When you hear the word jumpsuit, you may think of what you wore when you were 5 years old and played in sandboxes, or you may be reminded of that little khaki number the plumber wears when he unclogs your kitchen sink. But it's time to rethink. Jumpsuits are now in, in a big way for women, as a choice for comfortable, elegant dressing.
"The jumpsuit is very big for holiday, day or evening wear," attests Maureen Norton, general manager of Jona in Studio City. "They're very flowing, and yet tailored, with a good shoulder pad, long sleeves and a trench look on top. The pant is wider and softer."
But with all the choices for fall, why would a woman want to jump into a jumpsuit? "We find people are doing much more at-home entertaining," says Norton, who shows jumpsuits in silk crepes and some rayons from $248 up to $700. "Woman want to be relaxed and comfortable, yet still look elegant. They want something not up-tight. They don't want to be tugging on the belt, fixing the collar--the jumpsuit is so simple, they don't have to."
Sharon Silver, fashion coordinator at Raffles in Encino, says sales on the jumpsuits she carries, from $100 to $500, in dressy satins and wool crepes for evening, nubby cotton for day, are jumping. "Jumpsuits used to be thought of as just playwear, but that's not true anymore. We have one in solid black and one that's strapless that are both very dramatic."

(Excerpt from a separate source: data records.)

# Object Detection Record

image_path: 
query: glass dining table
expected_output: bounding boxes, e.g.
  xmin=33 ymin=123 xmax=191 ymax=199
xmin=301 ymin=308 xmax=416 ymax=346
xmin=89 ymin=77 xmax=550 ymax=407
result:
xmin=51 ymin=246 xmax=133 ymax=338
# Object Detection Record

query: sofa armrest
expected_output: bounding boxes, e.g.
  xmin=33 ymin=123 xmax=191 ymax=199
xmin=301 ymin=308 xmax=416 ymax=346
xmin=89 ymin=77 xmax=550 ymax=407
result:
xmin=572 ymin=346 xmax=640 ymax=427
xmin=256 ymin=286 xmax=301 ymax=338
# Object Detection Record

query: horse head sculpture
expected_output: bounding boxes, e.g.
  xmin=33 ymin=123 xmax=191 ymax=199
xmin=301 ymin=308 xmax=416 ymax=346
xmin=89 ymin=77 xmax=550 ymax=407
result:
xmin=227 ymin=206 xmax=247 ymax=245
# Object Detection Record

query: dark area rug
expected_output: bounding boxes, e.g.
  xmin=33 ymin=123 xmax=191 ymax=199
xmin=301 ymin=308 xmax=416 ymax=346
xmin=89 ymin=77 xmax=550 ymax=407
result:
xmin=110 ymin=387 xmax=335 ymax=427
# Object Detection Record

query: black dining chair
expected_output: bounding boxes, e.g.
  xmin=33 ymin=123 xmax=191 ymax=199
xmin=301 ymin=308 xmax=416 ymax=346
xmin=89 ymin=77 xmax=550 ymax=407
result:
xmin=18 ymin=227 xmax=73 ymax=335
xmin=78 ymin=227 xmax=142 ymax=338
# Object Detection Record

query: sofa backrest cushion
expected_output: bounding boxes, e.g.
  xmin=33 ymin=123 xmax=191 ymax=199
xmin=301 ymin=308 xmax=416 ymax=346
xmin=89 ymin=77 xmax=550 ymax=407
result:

Silver suggests dressing up an evening jumpsuit with a very high heel. Day-wear jumpsuits can be worn with boots or something as simple as socks and tennis shoes. And as Norton at Jona says: "Accessories are the key. To change the look, you just change the accessories."
Still, some customers get overwhelmed by a jumpsuit on the rack. "They'll say, 'Oh! I can't wear that! It's going to be too full!' Or they'll say, 'I can't carry it off. . . . I'm too short,' " says Silver, with a laugh. "But then they try it on, and they realize it's very slimming, it gives a very long, total look."